Избушку Челгуна переладили в часовенку, а рядом соорудили съезжий двор, обнесли тыном. К часовенке как раз и вывела теперь судьба Алешку. Распрягши лошадь, он подвесил к ее морде заледенелую торбу с овсом, а сам, сбив у порога с пимов и с тулупа снег, вошел, нагнувшись под притолокой, в помещение. Зажег спичку, поднес к лампаде, висевшей перед образом на цепочке.
Запах сажи и прелого дерева ударил в нос. Лысоватый Мануил глядел из своего угла на гостя вопросительно, дымный отросточек фитилька, шатаясь, окуривал, морщил копченый лик святого. Ветер за стеной продолжал биться. Намерение у Алешки было — подождать рассвета. Дорога от Челгунов на Колывань все больше по буграм и, значит, не переметена, по ней будет ехать легче, удастся нагнать свой обоз под Колыванью, обоз-то вместе с надзирающим есаулом наверняка ушел прямой дорогой через заимку Мушинского.

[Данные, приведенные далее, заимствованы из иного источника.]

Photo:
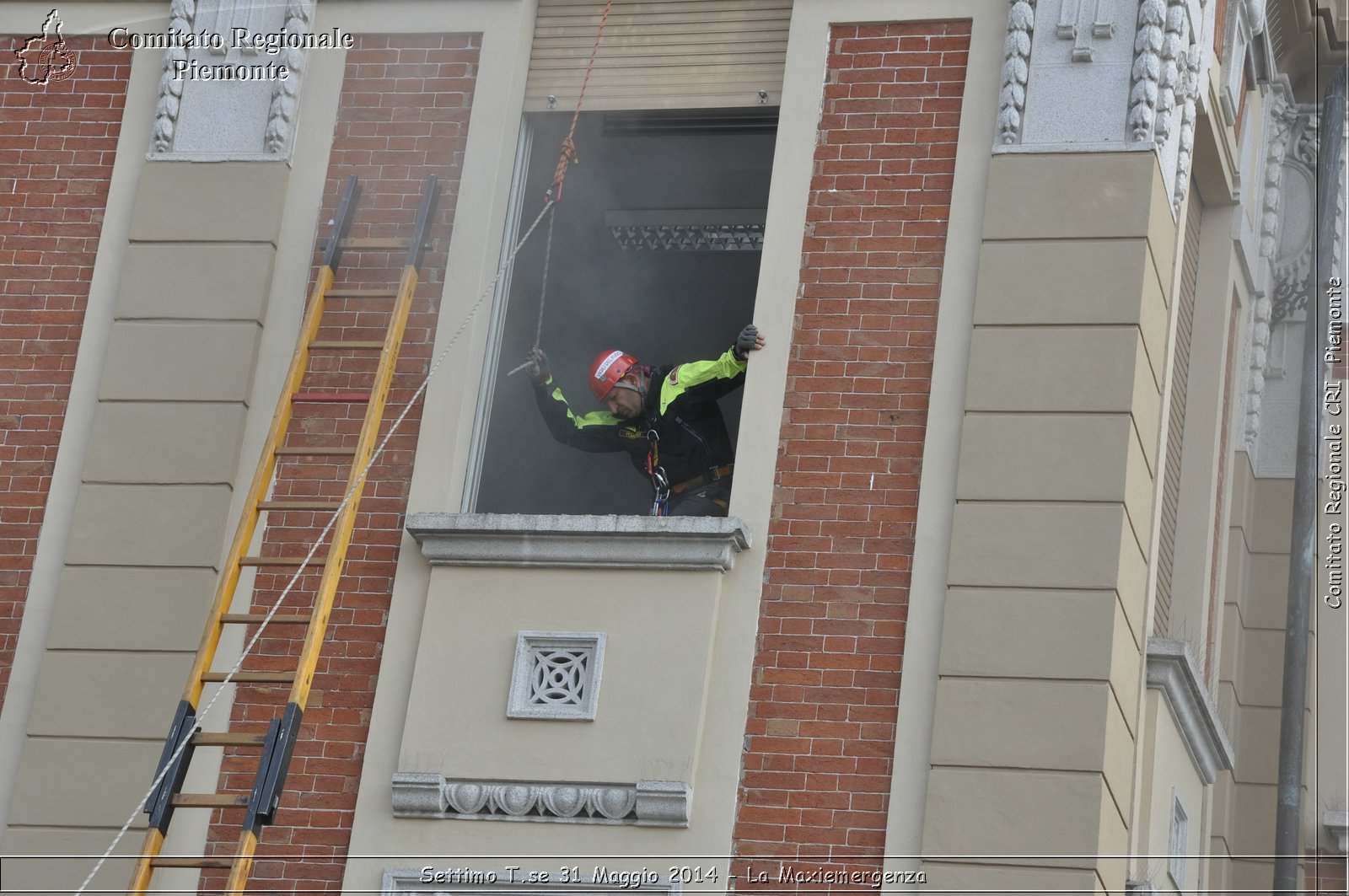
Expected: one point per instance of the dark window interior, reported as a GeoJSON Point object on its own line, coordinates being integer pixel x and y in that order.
{"type": "Point", "coordinates": [658, 177]}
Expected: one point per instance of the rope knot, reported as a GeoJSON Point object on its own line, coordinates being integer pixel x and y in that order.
{"type": "Point", "coordinates": [567, 155]}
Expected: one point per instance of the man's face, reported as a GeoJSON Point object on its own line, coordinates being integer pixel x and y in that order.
{"type": "Point", "coordinates": [625, 404]}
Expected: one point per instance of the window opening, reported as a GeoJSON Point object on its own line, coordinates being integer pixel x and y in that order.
{"type": "Point", "coordinates": [1180, 842]}
{"type": "Point", "coordinates": [656, 251]}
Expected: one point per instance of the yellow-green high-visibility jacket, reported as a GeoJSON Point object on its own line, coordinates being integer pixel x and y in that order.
{"type": "Point", "coordinates": [680, 406]}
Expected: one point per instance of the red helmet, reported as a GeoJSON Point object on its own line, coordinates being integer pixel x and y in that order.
{"type": "Point", "coordinates": [607, 368]}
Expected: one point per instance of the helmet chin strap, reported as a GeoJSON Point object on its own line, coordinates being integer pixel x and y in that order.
{"type": "Point", "coordinates": [640, 390]}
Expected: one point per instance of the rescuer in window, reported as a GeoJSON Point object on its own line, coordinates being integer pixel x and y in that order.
{"type": "Point", "coordinates": [664, 417]}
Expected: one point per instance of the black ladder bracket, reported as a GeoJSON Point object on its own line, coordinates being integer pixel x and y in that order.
{"type": "Point", "coordinates": [159, 803]}
{"type": "Point", "coordinates": [273, 767]}
{"type": "Point", "coordinates": [418, 244]}
{"type": "Point", "coordinates": [341, 222]}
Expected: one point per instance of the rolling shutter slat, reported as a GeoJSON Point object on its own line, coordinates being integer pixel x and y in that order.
{"type": "Point", "coordinates": [664, 54]}
{"type": "Point", "coordinates": [1175, 419]}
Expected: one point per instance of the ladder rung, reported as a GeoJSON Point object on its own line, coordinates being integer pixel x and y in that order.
{"type": "Point", "coordinates": [184, 861]}
{"type": "Point", "coordinates": [251, 678]}
{"type": "Point", "coordinates": [363, 293]}
{"type": "Point", "coordinates": [281, 619]}
{"type": "Point", "coordinates": [336, 343]}
{"type": "Point", "coordinates": [335, 397]}
{"type": "Point", "coordinates": [282, 561]}
{"type": "Point", "coordinates": [298, 505]}
{"type": "Point", "coordinates": [316, 449]}
{"type": "Point", "coordinates": [228, 738]}
{"type": "Point", "coordinates": [375, 242]}
{"type": "Point", "coordinates": [211, 801]}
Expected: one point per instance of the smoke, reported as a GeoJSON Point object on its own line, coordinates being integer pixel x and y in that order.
{"type": "Point", "coordinates": [663, 307]}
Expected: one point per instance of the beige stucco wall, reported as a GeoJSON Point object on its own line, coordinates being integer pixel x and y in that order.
{"type": "Point", "coordinates": [1052, 527]}
{"type": "Point", "coordinates": [1169, 774]}
{"type": "Point", "coordinates": [1251, 675]}
{"type": "Point", "coordinates": [193, 312]}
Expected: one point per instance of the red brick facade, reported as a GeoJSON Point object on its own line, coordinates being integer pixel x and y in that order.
{"type": "Point", "coordinates": [57, 143]}
{"type": "Point", "coordinates": [820, 736]}
{"type": "Point", "coordinates": [404, 115]}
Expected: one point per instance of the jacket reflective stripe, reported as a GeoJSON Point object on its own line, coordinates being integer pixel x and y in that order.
{"type": "Point", "coordinates": [696, 373]}
{"type": "Point", "coordinates": [594, 419]}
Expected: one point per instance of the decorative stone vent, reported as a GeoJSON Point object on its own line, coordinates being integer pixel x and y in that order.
{"type": "Point", "coordinates": [645, 803]}
{"type": "Point", "coordinates": [688, 238]}
{"type": "Point", "coordinates": [556, 675]}
{"type": "Point", "coordinates": [688, 229]}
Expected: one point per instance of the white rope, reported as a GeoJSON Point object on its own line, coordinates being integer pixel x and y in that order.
{"type": "Point", "coordinates": [314, 550]}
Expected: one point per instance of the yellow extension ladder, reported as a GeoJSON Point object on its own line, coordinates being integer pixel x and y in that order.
{"type": "Point", "coordinates": [278, 743]}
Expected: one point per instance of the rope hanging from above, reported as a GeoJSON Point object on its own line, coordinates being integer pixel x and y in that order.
{"type": "Point", "coordinates": [568, 153]}
{"type": "Point", "coordinates": [555, 192]}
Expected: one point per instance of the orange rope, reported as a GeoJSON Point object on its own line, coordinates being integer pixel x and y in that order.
{"type": "Point", "coordinates": [568, 145]}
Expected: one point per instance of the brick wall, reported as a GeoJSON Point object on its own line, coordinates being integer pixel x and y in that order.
{"type": "Point", "coordinates": [820, 734]}
{"type": "Point", "coordinates": [1326, 873]}
{"type": "Point", "coordinates": [404, 115]}
{"type": "Point", "coordinates": [57, 143]}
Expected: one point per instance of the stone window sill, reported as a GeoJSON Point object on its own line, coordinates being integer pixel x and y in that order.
{"type": "Point", "coordinates": [586, 541]}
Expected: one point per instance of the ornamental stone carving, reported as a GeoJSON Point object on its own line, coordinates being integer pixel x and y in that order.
{"type": "Point", "coordinates": [228, 94]}
{"type": "Point", "coordinates": [645, 803]}
{"type": "Point", "coordinates": [181, 13]}
{"type": "Point", "coordinates": [1139, 91]}
{"type": "Point", "coordinates": [1016, 69]}
{"type": "Point", "coordinates": [1147, 69]}
{"type": "Point", "coordinates": [1173, 671]}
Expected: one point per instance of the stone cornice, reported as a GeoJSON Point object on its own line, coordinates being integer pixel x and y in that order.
{"type": "Point", "coordinates": [645, 803]}
{"type": "Point", "coordinates": [537, 540]}
{"type": "Point", "coordinates": [1173, 671]}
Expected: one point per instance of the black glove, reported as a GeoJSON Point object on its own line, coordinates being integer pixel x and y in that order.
{"type": "Point", "coordinates": [536, 366]}
{"type": "Point", "coordinates": [746, 341]}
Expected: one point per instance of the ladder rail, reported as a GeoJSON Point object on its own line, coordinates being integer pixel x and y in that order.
{"type": "Point", "coordinates": [337, 545]}
{"type": "Point", "coordinates": [366, 444]}
{"type": "Point", "coordinates": [278, 743]}
{"type": "Point", "coordinates": [258, 490]}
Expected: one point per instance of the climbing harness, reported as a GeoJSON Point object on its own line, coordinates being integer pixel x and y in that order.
{"type": "Point", "coordinates": [660, 482]}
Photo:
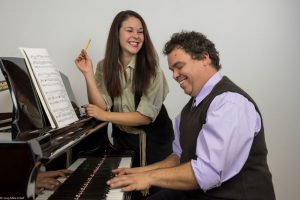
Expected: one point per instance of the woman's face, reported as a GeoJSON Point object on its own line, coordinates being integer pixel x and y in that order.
{"type": "Point", "coordinates": [131, 36]}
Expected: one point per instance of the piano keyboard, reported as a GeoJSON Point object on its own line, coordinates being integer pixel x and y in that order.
{"type": "Point", "coordinates": [91, 184]}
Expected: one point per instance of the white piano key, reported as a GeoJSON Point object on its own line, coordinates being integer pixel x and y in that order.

Тут же, на скамейке, расположился отдыхать. Через дрему услышал скрип саней и фырканье множества лошадей.
ЧАСТЬ ТРЕТЬЯ
Ать-два, ать-два!
Как щепка половодьем, был Алешка подхвачен и в неведомые разливы понесен проходившим через Челгуны офицерским мобилизационным отрядом, собиравшим по деревням молодых мужиков для полка формировавшейся в Юрге пепеляевской армии, а заодно и реквизировавшим по дворам хлеб, скот и фураж.
Алешка, бедная, несчастная и глупая голова; подобно щепке будет крутить, метать его половодьем, и никто не угадает, куда, на какую твердь выкинет стихия.
Впрочем, его бы наверняка не тронули, оставили бы в часовенке, при лампадном духе, — досыпай, мол, старик, или валяй себе куда хочешь, куда знаешь, — не выбеги он и не ввяжись в драку за свой воз. Погнался он за санями и своей лошадью.